Today, a letter from an anonymous USAF A-10 pilot is making the rounds of current and former fighter jocks. What the letter writer says about the "lessons learned in Vietnam" is close to the heart of any military aviator; in the wake of that disastrous war generations of mid-level officers and tacticians ... with the help of a few leaders willing to risk their careers ... fought to improve combat effectiveness by decentralizing control and delegating decision-making to those closest to the action. And we got there. Desert Storm was the high point. Now, it appears, we're sliding back to the bad old days. Here's the letter:
The squadron is doing fine. Everybody is happy to be here and we are doing some good work. The A-10s are holding up well and the technology we have have on the jets now (targeting pods, GPS guided bombs, Laser Guided bombs, Laser guided missiles, tactical data link, satellite comms), and of course the gun, make the A-10 ideal for this conflict. We are killing off as many ISIS as we can, mostly in ones and twos, working with the hand we are dealt. I've never been more convinced in my career that we are facing an enemy that needs to be eradicated.

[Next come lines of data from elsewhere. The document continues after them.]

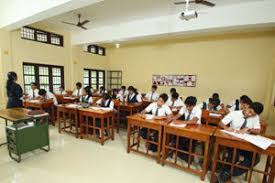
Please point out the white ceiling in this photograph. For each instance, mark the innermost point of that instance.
(113, 12)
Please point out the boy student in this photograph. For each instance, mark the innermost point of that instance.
(242, 121)
(242, 103)
(133, 96)
(78, 91)
(190, 114)
(153, 95)
(160, 111)
(45, 95)
(175, 101)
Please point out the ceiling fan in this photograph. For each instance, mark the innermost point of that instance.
(203, 2)
(79, 23)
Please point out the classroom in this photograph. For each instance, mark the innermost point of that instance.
(134, 91)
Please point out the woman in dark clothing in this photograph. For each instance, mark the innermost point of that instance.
(14, 91)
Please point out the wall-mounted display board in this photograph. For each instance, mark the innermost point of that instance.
(175, 80)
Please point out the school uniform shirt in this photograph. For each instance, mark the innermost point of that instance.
(138, 97)
(111, 105)
(236, 121)
(196, 112)
(33, 93)
(152, 96)
(176, 103)
(50, 95)
(77, 92)
(164, 110)
(85, 98)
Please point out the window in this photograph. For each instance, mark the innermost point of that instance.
(94, 78)
(114, 79)
(48, 77)
(41, 36)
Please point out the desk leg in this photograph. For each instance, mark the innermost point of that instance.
(214, 162)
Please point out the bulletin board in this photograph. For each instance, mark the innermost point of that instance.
(175, 80)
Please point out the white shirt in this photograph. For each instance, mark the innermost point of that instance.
(236, 120)
(177, 103)
(196, 112)
(112, 104)
(139, 99)
(31, 92)
(90, 101)
(77, 92)
(164, 110)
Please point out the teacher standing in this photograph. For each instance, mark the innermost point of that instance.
(14, 91)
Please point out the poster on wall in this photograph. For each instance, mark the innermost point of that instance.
(175, 80)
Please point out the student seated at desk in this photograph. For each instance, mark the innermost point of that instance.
(190, 114)
(242, 103)
(78, 91)
(175, 101)
(33, 93)
(160, 111)
(243, 121)
(46, 95)
(153, 95)
(133, 96)
(86, 96)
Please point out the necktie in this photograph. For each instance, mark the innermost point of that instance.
(244, 123)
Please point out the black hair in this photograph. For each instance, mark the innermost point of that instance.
(78, 84)
(190, 101)
(12, 76)
(175, 95)
(173, 90)
(257, 107)
(42, 92)
(88, 90)
(164, 97)
(216, 96)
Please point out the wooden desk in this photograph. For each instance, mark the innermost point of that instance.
(127, 108)
(135, 124)
(67, 114)
(94, 115)
(195, 133)
(47, 105)
(224, 140)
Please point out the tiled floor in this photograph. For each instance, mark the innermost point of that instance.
(73, 160)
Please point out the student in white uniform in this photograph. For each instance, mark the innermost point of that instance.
(152, 95)
(46, 95)
(78, 91)
(239, 104)
(160, 111)
(33, 93)
(243, 121)
(175, 101)
(86, 96)
(190, 114)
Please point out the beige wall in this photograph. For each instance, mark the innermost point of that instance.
(229, 64)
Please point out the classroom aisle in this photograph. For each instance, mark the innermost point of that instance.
(73, 160)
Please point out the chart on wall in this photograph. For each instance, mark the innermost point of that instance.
(175, 80)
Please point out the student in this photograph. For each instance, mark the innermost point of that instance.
(62, 90)
(86, 96)
(242, 103)
(243, 121)
(175, 101)
(106, 101)
(46, 95)
(133, 96)
(153, 95)
(190, 114)
(78, 91)
(33, 93)
(160, 111)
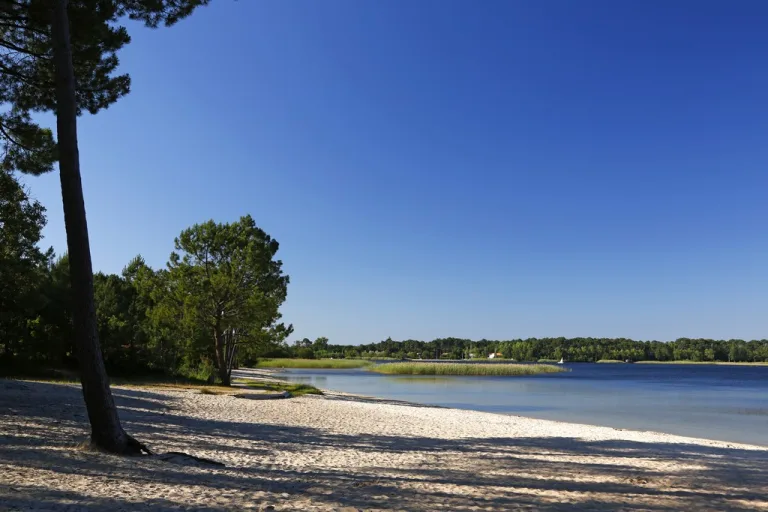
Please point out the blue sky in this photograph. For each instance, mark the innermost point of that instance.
(441, 168)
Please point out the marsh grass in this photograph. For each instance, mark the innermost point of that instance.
(464, 369)
(312, 363)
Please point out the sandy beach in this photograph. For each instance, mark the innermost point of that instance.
(341, 452)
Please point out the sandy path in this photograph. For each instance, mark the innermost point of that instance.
(349, 453)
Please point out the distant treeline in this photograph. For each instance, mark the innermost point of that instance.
(534, 349)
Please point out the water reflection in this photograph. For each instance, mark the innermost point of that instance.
(717, 402)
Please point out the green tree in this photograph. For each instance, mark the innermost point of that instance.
(226, 278)
(22, 264)
(59, 56)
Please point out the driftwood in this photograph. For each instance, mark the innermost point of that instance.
(187, 460)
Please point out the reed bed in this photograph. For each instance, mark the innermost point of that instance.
(312, 363)
(412, 368)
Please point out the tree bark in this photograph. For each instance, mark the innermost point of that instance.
(106, 431)
(221, 361)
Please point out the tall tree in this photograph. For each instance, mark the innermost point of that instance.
(59, 55)
(226, 277)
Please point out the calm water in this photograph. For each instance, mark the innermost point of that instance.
(728, 403)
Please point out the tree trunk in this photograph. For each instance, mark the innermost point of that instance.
(106, 431)
(221, 360)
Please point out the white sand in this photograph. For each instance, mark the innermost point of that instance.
(340, 452)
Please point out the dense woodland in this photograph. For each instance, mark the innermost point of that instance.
(534, 349)
(215, 304)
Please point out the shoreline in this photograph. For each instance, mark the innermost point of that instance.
(348, 452)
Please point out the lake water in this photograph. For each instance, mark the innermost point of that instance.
(727, 403)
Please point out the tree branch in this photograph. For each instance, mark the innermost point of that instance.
(8, 136)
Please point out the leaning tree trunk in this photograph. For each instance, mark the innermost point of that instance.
(106, 431)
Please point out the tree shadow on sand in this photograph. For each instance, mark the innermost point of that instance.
(482, 473)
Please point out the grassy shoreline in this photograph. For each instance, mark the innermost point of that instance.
(313, 363)
(464, 369)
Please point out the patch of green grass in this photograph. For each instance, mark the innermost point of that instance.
(464, 369)
(294, 388)
(312, 363)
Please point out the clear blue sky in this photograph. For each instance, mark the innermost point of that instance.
(437, 168)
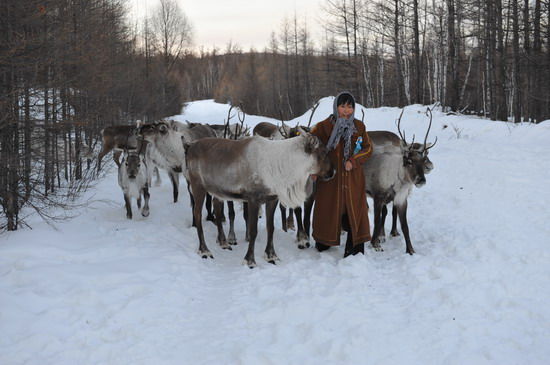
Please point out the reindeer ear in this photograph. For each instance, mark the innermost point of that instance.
(185, 144)
(312, 142)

With that being said...I've never been more frustrated in my career. After 13 years of the mind-numbing low intensity conflict in Afghanistan, I've never seen the knife more dull. All the hard lessons learned in Vietnam, and fixed during the first Gulf War, have been unlearned again. The level of centralized execution, bureaucracy, and politics is staggering. I basically do not have any decision making authority in my cockpit. It sucks. In most cases, unless a general officer can look at a video picture from a UAV, over a satellite link, I cannot get authority to engage. I've spent many hours, staring through a targeting pod screen in my own cockpit, watching ISIS shitheads perpetrate their acts until my eyes bleed, without being able to do anything about it. The institutional fear of making a mistake, that has crept into the central mindset of the military leadership, is endemic. We have not taken the fight to these guys. We haven't targeted their centers of gravity in Raqqa. All the roads between Syria and Iraq are still intact with trucks flowing freely. The other night I watched a couple hundred small tanker trucks lined up at an oilfield in ISIS-held northeast Syria, presumably filling up with with oil traded on the black market, go unfettered. It's not uncommon to wait several hours overhead a suspected target for someone to make a decision to engage or not. It feels like we are simply using the constructs built up in Afghanistan, which was a very limited fight, in the same way here against ISIS, which is a much more sophisticated and numerically greater foe. It's embarrassing.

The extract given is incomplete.